= Commutation (law) =

Substitution of a lesser penalty after the conviction for a crime

In law, a commutation is the substitution of a lesser penalty for that given after a conviction for a crime. The penalty can be lessened in severity, in duration, or both. Unlike most pardons by government and overturning by the court (a full overturning is equal to an acquittal), a commutation does not affect the status of a defendant's underlying criminal conviction.

Although the concept of commutation may be used to broadly describe the substitution of a lesser criminal penalty for the original sentence, some jurisdictions have historically used the term only for the substitution of a sentence of a different character from what was originally imposed by the court; for example, the substitution of a sentence of parole for the original sentence of incarceration. A jurisdiction that uses that definition of commutation would use another term, such as a remission, to describe a reduction of a penalty that does not change its character.

A commutation does not reverse a conviction and the recipient of a commutation remains guilty in accordance with the original conviction. For example, someone convicted of capital murder may have their sentence of death commuted to life imprisonment, a lessening of the punishment that does not affect the underlying criminal conviction, as may occur on a discretionary basis or following upon a change in the law or judicial ruling that limits or eliminates the death penalty.

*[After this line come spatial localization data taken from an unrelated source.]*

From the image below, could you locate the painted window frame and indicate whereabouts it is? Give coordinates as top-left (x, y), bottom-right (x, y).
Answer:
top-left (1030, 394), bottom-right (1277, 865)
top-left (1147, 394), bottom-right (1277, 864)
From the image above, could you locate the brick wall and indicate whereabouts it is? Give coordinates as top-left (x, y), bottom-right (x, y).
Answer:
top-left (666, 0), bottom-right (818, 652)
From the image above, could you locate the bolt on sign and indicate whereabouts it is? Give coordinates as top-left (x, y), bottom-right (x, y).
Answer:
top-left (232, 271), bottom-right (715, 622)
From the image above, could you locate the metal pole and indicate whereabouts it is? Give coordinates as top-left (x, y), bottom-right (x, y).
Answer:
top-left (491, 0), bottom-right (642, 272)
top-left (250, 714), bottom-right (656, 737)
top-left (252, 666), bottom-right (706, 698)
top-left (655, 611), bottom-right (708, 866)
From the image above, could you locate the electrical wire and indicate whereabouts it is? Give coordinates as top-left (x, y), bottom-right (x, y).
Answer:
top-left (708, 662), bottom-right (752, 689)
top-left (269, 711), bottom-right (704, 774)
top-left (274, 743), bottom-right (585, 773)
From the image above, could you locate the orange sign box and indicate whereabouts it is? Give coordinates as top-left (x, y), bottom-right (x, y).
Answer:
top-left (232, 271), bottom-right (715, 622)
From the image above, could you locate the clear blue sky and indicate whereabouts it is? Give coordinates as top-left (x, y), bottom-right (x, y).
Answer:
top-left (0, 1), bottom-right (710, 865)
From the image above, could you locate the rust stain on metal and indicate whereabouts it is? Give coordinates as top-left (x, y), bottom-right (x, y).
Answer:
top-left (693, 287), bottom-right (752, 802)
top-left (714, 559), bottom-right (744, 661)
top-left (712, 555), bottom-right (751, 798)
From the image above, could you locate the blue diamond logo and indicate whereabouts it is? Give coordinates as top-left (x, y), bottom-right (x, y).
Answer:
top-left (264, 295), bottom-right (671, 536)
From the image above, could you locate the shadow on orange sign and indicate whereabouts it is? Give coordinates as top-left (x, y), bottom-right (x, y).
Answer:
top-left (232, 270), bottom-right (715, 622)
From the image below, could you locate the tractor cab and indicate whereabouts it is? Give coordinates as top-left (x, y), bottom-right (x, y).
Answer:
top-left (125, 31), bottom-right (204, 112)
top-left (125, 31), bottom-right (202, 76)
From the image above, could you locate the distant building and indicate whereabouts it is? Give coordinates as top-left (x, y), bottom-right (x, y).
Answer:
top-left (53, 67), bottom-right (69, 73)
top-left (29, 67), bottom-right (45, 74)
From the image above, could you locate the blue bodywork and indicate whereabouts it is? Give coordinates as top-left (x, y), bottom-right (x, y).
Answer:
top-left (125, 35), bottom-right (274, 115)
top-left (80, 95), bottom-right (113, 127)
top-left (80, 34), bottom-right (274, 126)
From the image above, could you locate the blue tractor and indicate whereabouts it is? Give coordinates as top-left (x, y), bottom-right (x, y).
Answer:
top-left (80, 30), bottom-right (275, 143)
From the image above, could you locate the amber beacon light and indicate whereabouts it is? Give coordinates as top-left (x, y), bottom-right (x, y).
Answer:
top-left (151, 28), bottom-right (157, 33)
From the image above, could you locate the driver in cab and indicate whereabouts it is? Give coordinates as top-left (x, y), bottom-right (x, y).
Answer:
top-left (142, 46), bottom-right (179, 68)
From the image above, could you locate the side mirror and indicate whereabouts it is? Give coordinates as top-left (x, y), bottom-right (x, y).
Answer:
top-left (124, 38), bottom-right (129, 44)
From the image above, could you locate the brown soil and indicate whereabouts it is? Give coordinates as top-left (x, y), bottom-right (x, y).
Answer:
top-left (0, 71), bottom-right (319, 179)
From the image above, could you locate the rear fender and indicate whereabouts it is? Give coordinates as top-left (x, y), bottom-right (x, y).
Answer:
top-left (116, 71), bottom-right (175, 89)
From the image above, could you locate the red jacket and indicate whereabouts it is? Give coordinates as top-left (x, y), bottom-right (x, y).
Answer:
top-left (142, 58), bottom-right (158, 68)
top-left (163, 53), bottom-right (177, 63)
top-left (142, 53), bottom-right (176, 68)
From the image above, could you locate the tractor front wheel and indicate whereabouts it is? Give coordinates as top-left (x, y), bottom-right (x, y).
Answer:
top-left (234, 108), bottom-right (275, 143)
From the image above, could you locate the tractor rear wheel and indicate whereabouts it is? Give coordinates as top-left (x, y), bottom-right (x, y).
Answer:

In some jurisdictions, a commutation of sentence may be conditional, meaning that the convicted person may be required to abide by specified conditions or the beneficiary may lose the benefit of the commutation. The conditions must be lawful and reasonable, and will typically expire when the convicted completes any remaining portion of their sentence. For example, the commutation may be conditioned upon the person's being a law-abiding citizen, such that if the beneficiary of the commutation commits a new crime before the condition expires the original sentence may be restored.

==By country==
===Guatemala===
In 1983, Guatemala's president, Efraín Ríos Montt refused a request from Pope John Paul II, while he was visiting the country, to commute the sentences of six left-wing guerrillas who had been sentenced to death.

===United States===
==== U.S. Constitution ====
Article II, Section 2 of the United States Constitution states that the President "shall have power to grant reprieves and pardons for offenses against the United States, except in cases of impeachment".